A review subagent with live-DB access needs an explicit probe budget

Problem

You dispatch a general-purpose subagent to review a PR or verify findings, and it has live database / cloud / Bash access. Unprompted, it does the thorough thing: re-derives every claim from scratch, running expensive exploratory queries (full-window joins, multi-date sweeps, dry-runs). Two failure modes follow:

It runs very long (20–40+ min of wall time on heavy probes), far past what the review needs.
It can socket-close mid-run. The Agent tool returns API Error: The socket connection was closed unexpectedly with a non-zero tool_uses count but no final assistant message — so the agent did real work (11, 20 tool calls) but its verdict was never delivered. The output is lost, and it is not resumable from the orchestrator unless a SendMessage/continue tool is available (often it is not). You've burned the tokens and the wall-clock for nothing.

The root cause is that an unbounded reviewer treats "review this change" as "independently re-establish the entire ground truth," which is exactly the slow, fragile thing — when the orchestrator has usually ALREADY established that ground truth and just needs a second pair of eyes on the diff.

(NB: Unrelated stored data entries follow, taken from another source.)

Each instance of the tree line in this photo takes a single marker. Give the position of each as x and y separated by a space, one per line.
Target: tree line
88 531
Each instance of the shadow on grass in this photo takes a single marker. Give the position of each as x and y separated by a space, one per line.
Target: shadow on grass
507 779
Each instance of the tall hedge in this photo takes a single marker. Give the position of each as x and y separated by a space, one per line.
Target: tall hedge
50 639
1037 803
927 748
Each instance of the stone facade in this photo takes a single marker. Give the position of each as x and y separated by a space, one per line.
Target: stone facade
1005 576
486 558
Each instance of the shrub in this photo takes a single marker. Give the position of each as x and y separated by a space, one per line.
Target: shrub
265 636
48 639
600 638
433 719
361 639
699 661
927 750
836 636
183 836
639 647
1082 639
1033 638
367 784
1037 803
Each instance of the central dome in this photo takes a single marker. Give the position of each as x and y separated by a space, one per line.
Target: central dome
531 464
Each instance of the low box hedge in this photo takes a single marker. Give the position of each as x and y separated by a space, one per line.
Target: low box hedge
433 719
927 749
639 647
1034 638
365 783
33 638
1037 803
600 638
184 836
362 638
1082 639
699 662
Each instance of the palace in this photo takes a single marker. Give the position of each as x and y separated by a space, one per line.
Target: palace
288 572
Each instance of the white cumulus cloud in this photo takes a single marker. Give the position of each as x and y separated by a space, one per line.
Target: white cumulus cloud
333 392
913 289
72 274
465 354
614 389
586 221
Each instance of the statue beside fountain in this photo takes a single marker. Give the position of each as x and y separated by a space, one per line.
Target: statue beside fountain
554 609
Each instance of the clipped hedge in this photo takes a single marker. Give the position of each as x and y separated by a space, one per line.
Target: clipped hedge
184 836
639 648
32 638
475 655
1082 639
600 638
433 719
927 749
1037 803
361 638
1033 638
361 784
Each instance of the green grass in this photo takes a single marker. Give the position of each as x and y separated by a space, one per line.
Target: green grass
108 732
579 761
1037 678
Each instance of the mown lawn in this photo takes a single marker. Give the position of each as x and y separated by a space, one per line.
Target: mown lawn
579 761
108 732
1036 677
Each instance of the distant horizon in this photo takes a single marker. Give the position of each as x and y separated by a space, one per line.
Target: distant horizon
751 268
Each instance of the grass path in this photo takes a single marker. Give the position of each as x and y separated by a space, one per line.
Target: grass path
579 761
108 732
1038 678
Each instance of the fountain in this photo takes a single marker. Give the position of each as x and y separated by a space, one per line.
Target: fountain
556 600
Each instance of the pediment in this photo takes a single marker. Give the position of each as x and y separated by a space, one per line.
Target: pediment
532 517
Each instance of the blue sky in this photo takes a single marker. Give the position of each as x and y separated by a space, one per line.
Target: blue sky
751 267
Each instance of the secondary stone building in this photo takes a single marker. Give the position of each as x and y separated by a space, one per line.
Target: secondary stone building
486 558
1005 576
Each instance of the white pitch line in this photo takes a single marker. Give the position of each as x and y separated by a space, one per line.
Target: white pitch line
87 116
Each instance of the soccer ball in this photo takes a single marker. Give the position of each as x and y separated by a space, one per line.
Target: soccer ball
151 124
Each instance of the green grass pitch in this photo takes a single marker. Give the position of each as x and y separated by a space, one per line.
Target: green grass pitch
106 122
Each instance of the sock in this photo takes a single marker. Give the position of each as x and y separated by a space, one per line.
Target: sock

Context / Trigger Conditions

About to dispatch a code-review / verification / research agent with BigQuery / gcloud / psql / Bash.
An Agent result shows API Error: The socket connection was closed unexpectedly plus tool_uses: N (>0), subagent_tokens: 0, and no Strengths/Issues/Assessment in the output.
A dispatched reviewer has no return after ~20–30 min.
You (orchestrator) already ran the expensive live probes and confirmed the numbers in the PR body.

Solution

Bound review/verify subagents explicitly in the dispatch prompt:

Hard budget: "Target under ~6 minutes, ≤8 tool calls." A reviewer with a budget self-limits to the high-value checks.
Forbid the expensive re-derivation: "Do NOT run BigQuery probes / multi-table joins over date ranges. I already verified — your job is the STATIC diff review + run only the fast unit test (pytest …)." Hand it the ground truth as given facts to sanity-check cheaply, not to reproduce.
Prefer several short bounded agents over one open-ended one — diversity of lens at low per-agent risk; if one socket-closes you still have the others.
On a socket-close: capture the returned agentId. If a SendMessage/continue tool exists, try resuming for just the verdict (no new probing). If not, re-dispatch a fresh bounded agent — do not assume the lost agent "basically finished."

Verification

The bounded re-dispatch returns a full verdict quickly (minutes, not tens of minutes) and does not socket-close. A pure-docs review can finish in <1 min / ~4 tool calls.

Example

Two parallel review agents were dispatched with live-BQ access to verify an ML-pipeline PR and told to "adversarially verify my claims." Both ran ~34 minutes (11 and 20 tool calls of BQ probing) and both returned API Error: The socket connection was closed unexpectedly with zero verdict — output lost, not resumable (SendMessage unavailable). Re-dispatched with "≤8 tool calls, <6 min, do NOT run BQ probes (I already validated the delta/unmapped-code/serving checks), review the diff statically + run the fast pytest" → both returned clean structured verdicts in ~12–13 min; a later docs-only review returned in 28s / 4 tool calls.

Notes

Distinct from [[subagent-watchdog-stall-on-ui-template-track]]: that is a UI/template agent killed by the 600s no-output watchdog, fixed by going inline. This is a DB-access agent that socket-closes after a long live-probe run, fixed by bounding the probe budget (the work IS streaming output, so the watchdog isn't the trigger — the transport drop is).
The asymmetry that makes bounding safe: the orchestrator has already done the expensive verification (that's why it's confident enough to merge); the reviewer's value is the independent read of the DIFF and a cheap sanity-check of the headline numbers, not a full re-derivation.
Pairs with the project norm "review every non-trivial PR before merge" — bounding makes that norm cheap and reliable instead of a coin-flip on whether the agent returns.
See also: [[code-reviewer-subagent-no-bash-blocked-on-pr-diff]], [[finding-verification-live-bq-triple-probe]], [[subagent-external-wait-orchestrator-takeover]].